Sunday, March 25, 2012

Directionless Ramblings

When I was in elementary school, we learned about the Oregon Trail. We learned about how oodles and oodles of people loaded up everything that they could into covered wagons, sold everything else, and completely uprooted themselves and traveled west in the face of great opposition in order to create a better life for themselves and their children. On occasion, some couldn't take the challenge, and they had to go back East.

When I was in community college, we learned about how eastern nations like Japan looked at Western culture and tried to emulate their artwork, traveled there for education, and saw the lifestyles of the Europeans as more "advanced."

Perhaps this is why, when I tried to leave Iowa City on Friday to go visit Omaha, that I got on I-80 East instead of I-80 West.

Iowa City is my own personal "West." It's a "Wild West" that isn't tamed, but is submerged in a culture that draws a very definite line in the sand. Those who straddle that line are pulled quickly to the side of the world. There is opposition here, though granted much of it is the same opposition that comes from entering adulthood no matter where you are living.

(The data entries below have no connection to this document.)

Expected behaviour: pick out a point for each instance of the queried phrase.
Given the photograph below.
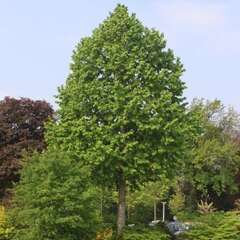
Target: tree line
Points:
(123, 140)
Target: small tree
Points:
(54, 200)
(122, 110)
(21, 128)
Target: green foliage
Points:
(205, 208)
(214, 161)
(146, 234)
(54, 200)
(6, 231)
(215, 226)
(122, 109)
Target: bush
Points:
(177, 202)
(5, 230)
(146, 234)
(216, 226)
(54, 200)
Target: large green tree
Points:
(122, 109)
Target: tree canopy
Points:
(122, 109)
(21, 129)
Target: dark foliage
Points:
(21, 129)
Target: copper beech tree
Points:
(21, 129)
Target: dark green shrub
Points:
(141, 233)
(217, 226)
(54, 200)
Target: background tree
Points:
(21, 128)
(214, 162)
(122, 109)
(54, 200)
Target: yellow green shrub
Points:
(5, 230)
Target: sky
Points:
(37, 39)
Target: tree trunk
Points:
(121, 218)
(155, 210)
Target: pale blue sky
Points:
(37, 39)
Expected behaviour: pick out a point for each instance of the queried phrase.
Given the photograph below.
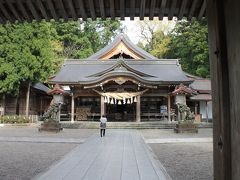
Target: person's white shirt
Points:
(103, 119)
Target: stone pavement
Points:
(121, 155)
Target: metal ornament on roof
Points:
(121, 95)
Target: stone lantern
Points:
(52, 116)
(180, 93)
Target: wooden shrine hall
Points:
(224, 53)
(124, 82)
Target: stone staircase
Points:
(120, 125)
(127, 125)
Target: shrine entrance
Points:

But I came here in search of a better life, I came here for culture and education. And had it occurred that I couldn't take it, I would have had to have returned to Omaha, where I came from. Omaha is my "East."

So according to every history class I've taken, Iowa City is "West" and Omaha is "East." This is the only explanation that I have to offer for why I got on I-80 East in order to go West.

But I don't live in the past, and at the present I'm looking to the future. I don't really know which end of that maddening three and a half hour trip is "home." I don't know where my future husband is, I don't know how much longer school will take me, I don't even know where I'm going to live come the end of August.

At the present, we have airplanes. We know that the earth is round. Our interstates run both east AND west. I still feel pretty uprooted at this point, but I trust God to plant me where He wants me when the time is right.